Vous êtes arrivé rapidement à destination ?
– Non, à mi-chemin j’ai reçu l’ordre de me déployer à droite de l’axe, face au nord, pour couvrir la progression du reste de la division contre toute menace irakienne, que nous attendions toujours. Quatre jours plus tard, nous avons rejoint la division qui avait fini de s’installer au nord de Rafah.
usqu’au 24 février il n’y a pas eu d’affrontement avec les Irakiens ?

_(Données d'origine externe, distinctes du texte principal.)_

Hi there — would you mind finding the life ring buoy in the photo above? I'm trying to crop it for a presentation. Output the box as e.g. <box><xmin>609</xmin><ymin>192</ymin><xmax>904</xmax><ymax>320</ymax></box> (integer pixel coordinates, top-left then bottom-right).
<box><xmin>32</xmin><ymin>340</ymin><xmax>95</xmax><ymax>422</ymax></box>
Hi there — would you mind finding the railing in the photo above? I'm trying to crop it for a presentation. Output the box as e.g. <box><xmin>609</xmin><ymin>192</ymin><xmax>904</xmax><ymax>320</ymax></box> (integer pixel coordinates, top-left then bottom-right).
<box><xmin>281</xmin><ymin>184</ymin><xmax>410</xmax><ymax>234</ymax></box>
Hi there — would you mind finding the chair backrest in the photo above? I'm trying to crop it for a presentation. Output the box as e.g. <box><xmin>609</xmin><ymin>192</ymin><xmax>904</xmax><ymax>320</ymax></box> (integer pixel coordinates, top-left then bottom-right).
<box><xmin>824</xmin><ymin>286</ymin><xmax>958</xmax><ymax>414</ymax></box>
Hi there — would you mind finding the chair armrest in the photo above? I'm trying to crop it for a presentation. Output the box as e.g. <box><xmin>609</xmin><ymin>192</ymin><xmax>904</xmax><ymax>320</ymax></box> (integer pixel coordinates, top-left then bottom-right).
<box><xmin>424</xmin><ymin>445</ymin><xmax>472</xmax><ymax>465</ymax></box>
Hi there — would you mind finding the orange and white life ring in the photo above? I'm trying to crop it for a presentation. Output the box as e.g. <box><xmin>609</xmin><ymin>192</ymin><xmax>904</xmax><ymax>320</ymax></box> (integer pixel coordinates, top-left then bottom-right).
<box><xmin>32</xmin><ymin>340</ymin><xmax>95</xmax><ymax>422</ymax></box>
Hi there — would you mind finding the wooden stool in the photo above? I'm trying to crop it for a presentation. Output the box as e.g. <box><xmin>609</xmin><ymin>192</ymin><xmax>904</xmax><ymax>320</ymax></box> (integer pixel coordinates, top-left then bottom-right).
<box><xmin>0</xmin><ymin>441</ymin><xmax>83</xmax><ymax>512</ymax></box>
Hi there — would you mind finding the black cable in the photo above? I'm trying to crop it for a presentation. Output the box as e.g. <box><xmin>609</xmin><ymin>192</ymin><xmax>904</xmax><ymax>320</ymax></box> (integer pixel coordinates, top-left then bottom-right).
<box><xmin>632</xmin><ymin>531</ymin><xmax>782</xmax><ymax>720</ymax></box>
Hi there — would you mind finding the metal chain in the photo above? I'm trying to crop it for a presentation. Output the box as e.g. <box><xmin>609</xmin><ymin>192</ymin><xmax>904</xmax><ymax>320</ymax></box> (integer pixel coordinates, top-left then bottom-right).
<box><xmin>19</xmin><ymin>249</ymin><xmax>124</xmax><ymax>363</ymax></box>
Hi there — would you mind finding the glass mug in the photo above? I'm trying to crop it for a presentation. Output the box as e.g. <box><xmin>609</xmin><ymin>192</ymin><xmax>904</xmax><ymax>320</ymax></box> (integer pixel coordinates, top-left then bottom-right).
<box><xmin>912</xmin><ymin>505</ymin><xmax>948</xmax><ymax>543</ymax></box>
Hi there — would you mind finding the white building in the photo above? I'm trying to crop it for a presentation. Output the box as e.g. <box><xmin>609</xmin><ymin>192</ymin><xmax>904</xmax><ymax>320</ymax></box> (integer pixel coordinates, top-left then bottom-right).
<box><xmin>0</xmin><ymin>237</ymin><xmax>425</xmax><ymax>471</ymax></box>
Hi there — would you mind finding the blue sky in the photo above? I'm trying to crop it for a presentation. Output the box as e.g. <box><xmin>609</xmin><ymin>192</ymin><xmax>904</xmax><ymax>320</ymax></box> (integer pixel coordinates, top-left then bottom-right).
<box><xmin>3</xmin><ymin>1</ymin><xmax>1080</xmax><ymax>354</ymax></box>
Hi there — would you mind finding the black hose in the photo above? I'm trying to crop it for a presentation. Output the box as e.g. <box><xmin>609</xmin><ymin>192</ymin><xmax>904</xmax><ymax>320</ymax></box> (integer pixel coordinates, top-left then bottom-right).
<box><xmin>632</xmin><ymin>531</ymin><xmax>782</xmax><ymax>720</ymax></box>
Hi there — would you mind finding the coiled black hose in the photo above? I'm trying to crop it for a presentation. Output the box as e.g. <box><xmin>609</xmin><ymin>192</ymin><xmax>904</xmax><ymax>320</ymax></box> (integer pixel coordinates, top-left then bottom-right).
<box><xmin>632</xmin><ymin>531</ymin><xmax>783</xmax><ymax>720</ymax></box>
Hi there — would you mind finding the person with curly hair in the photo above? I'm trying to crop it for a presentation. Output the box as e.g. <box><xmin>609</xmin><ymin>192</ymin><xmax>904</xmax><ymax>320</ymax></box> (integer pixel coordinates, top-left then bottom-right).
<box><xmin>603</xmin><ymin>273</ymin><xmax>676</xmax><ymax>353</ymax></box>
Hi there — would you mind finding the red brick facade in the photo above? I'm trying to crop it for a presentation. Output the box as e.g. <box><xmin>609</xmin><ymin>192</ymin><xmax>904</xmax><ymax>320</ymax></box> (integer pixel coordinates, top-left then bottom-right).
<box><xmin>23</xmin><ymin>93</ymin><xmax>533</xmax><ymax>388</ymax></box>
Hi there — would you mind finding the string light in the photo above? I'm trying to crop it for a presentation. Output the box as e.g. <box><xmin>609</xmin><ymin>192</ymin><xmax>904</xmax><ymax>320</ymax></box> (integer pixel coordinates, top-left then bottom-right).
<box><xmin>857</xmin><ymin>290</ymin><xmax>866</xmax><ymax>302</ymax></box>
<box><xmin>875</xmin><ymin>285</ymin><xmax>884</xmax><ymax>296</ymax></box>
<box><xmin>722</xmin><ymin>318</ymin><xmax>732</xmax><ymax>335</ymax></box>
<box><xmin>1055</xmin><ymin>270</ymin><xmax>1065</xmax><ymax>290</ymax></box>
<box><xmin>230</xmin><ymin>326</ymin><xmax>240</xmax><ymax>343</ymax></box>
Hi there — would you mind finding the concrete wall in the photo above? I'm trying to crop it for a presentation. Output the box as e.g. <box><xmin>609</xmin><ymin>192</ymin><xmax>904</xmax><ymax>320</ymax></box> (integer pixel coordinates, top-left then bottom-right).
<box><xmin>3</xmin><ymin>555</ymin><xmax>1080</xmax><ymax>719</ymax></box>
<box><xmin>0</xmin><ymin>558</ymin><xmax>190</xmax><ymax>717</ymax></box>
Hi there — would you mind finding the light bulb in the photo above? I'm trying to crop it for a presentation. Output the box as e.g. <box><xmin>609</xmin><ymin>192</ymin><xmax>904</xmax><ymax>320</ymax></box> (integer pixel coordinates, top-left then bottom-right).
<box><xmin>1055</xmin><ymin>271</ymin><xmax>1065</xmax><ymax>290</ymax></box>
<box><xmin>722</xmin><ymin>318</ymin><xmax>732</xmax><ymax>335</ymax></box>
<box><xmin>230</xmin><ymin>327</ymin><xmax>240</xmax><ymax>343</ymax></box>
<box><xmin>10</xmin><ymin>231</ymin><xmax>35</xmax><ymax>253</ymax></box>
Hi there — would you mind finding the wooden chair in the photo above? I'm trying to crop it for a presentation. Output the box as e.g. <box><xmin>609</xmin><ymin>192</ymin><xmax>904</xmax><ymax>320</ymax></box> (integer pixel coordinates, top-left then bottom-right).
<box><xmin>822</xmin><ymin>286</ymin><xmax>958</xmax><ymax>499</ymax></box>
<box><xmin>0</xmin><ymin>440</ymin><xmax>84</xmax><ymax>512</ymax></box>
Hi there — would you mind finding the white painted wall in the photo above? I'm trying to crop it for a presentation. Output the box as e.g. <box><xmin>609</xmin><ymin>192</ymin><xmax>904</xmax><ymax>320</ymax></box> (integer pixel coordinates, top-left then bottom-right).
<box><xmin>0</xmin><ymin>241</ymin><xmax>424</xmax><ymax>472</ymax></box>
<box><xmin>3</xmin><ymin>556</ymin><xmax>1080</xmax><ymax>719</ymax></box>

– Nous avons eu un incident sérieux le 2 février, parfaitement géré par mon chef de bureau opérations, le lieutenant-colonel Michel Germain, alors que nos unités étaient secrètement déployées face à la falaise qui matérialisait la frontière irakienne. Il y avait un escadron du RHP et une section d’infanterie dans le petit fort saoudien qui dominait la frontière. En face, un petit fort symétrique était occupé par l’armée irakienne. Dans la nuit, l’escadron a observé à la caméra Mira (qui permettait de voir à travers la tempête de sable du moment) une section irakienne qui était descendue dans le thalweg entre les deux frontières et remontait vers le fortin saoudien. J’ai demandé un tir d’artillerie de 155 mm sur la position de la section irakienne, qui ne m’a pas été accordé tout de suite car nous étions en discrétion totale et ne voulions pas dévoiler notre dispositif aux Irakiens qui ne nous savaient pas là. Mais le danger était réel et j’ai insisté. Au bout d’une demi-heure les 155 ont tiré et je n’oublierai jamais (et je ne suis pas le seul) le passage de cette volée d’obus au dessus de nos têtes et l’impact quelques secondes après…
Et pour l’offensive du 24, vous étiez encore le premier ?

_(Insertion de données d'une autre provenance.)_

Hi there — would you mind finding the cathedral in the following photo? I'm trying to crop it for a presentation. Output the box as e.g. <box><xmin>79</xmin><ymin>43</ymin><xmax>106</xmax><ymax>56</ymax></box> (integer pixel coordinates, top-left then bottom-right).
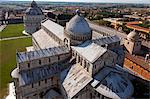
<box><xmin>11</xmin><ymin>1</ymin><xmax>134</xmax><ymax>99</ymax></box>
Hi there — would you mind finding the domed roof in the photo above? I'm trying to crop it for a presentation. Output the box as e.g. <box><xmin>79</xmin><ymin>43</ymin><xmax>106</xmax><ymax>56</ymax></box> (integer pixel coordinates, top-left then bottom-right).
<box><xmin>66</xmin><ymin>9</ymin><xmax>91</xmax><ymax>36</ymax></box>
<box><xmin>25</xmin><ymin>1</ymin><xmax>43</xmax><ymax>15</ymax></box>
<box><xmin>92</xmin><ymin>71</ymin><xmax>134</xmax><ymax>99</ymax></box>
<box><xmin>100</xmin><ymin>72</ymin><xmax>133</xmax><ymax>98</ymax></box>
<box><xmin>127</xmin><ymin>30</ymin><xmax>140</xmax><ymax>41</ymax></box>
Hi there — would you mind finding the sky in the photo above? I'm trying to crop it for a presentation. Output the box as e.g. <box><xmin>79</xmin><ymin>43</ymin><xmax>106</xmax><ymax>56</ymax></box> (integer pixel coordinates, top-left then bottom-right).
<box><xmin>4</xmin><ymin>0</ymin><xmax>150</xmax><ymax>4</ymax></box>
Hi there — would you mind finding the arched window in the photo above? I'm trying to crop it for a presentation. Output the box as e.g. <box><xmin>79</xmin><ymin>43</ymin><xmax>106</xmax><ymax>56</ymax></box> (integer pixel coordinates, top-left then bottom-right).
<box><xmin>39</xmin><ymin>60</ymin><xmax>41</xmax><ymax>65</ymax></box>
<box><xmin>49</xmin><ymin>58</ymin><xmax>50</xmax><ymax>63</ymax></box>
<box><xmin>32</xmin><ymin>83</ymin><xmax>34</xmax><ymax>88</ymax></box>
<box><xmin>28</xmin><ymin>63</ymin><xmax>30</xmax><ymax>68</ymax></box>
<box><xmin>38</xmin><ymin>81</ymin><xmax>40</xmax><ymax>86</ymax></box>
<box><xmin>45</xmin><ymin>79</ymin><xmax>47</xmax><ymax>84</ymax></box>
<box><xmin>84</xmin><ymin>60</ymin><xmax>86</xmax><ymax>68</ymax></box>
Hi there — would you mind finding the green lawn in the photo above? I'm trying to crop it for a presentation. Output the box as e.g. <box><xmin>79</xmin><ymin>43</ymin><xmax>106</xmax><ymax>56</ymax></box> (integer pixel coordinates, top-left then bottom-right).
<box><xmin>0</xmin><ymin>24</ymin><xmax>25</xmax><ymax>39</ymax></box>
<box><xmin>0</xmin><ymin>38</ymin><xmax>32</xmax><ymax>98</ymax></box>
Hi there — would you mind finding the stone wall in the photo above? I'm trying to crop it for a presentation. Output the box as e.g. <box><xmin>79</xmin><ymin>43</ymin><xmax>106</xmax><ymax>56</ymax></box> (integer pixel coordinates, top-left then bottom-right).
<box><xmin>18</xmin><ymin>76</ymin><xmax>59</xmax><ymax>99</ymax></box>
<box><xmin>24</xmin><ymin>15</ymin><xmax>45</xmax><ymax>34</ymax></box>
<box><xmin>42</xmin><ymin>25</ymin><xmax>64</xmax><ymax>45</ymax></box>
<box><xmin>124</xmin><ymin>58</ymin><xmax>150</xmax><ymax>80</ymax></box>
<box><xmin>73</xmin><ymin>85</ymin><xmax>110</xmax><ymax>99</ymax></box>
<box><xmin>18</xmin><ymin>52</ymin><xmax>71</xmax><ymax>71</ymax></box>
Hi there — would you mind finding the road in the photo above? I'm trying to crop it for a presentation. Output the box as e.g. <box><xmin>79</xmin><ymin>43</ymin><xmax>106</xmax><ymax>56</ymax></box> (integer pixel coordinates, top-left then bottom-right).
<box><xmin>87</xmin><ymin>20</ymin><xmax>127</xmax><ymax>39</ymax></box>
<box><xmin>87</xmin><ymin>20</ymin><xmax>150</xmax><ymax>48</ymax></box>
<box><xmin>0</xmin><ymin>36</ymin><xmax>31</xmax><ymax>41</ymax></box>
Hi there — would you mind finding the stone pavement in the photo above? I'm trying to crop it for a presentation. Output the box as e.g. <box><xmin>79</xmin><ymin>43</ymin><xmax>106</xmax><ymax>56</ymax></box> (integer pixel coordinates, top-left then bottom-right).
<box><xmin>0</xmin><ymin>35</ymin><xmax>31</xmax><ymax>41</ymax></box>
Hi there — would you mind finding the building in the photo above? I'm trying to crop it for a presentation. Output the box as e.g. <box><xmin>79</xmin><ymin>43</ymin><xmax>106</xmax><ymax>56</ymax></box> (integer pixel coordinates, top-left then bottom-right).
<box><xmin>10</xmin><ymin>2</ymin><xmax>134</xmax><ymax>98</ymax></box>
<box><xmin>23</xmin><ymin>1</ymin><xmax>45</xmax><ymax>34</ymax></box>
<box><xmin>7</xmin><ymin>13</ymin><xmax>24</xmax><ymax>24</ymax></box>
<box><xmin>123</xmin><ymin>30</ymin><xmax>150</xmax><ymax>81</ymax></box>
<box><xmin>124</xmin><ymin>52</ymin><xmax>150</xmax><ymax>81</ymax></box>
<box><xmin>124</xmin><ymin>30</ymin><xmax>141</xmax><ymax>55</ymax></box>
<box><xmin>126</xmin><ymin>21</ymin><xmax>150</xmax><ymax>40</ymax></box>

– Mieux, nous étions partis deux jours avant les troupes de la coalition – maintenant on peut le dire, le général Janvier m’ayant autorisé à faire ce mouvement. J’ai passé la frontière le 22 février à 14 heures avec deux compagnies d’infanterie (capitaines Chavancy et de Reviers), l’escadron de Kersabiec, la compagnie génie du capitaine Rittiman, les mortiers du régiment, des missiles antichar (de la CEA du capitaine Griseri mais aussi de l’escadron AC du capitaine Mintelli), nous avons franchi la falaise et avons pénétré d’une dizaine de km à l’intérieur du territoire irakien, nous déployant en demi-cercle de 5 km de rayon autour du point de franchissement, face à la menace irakienne. Le fort irakien avait été déserté, il n’y avait personne là où nous nous sommes déployés. Mais dès le 23 matin, des soldats irakiens sont venus se rendre à nous.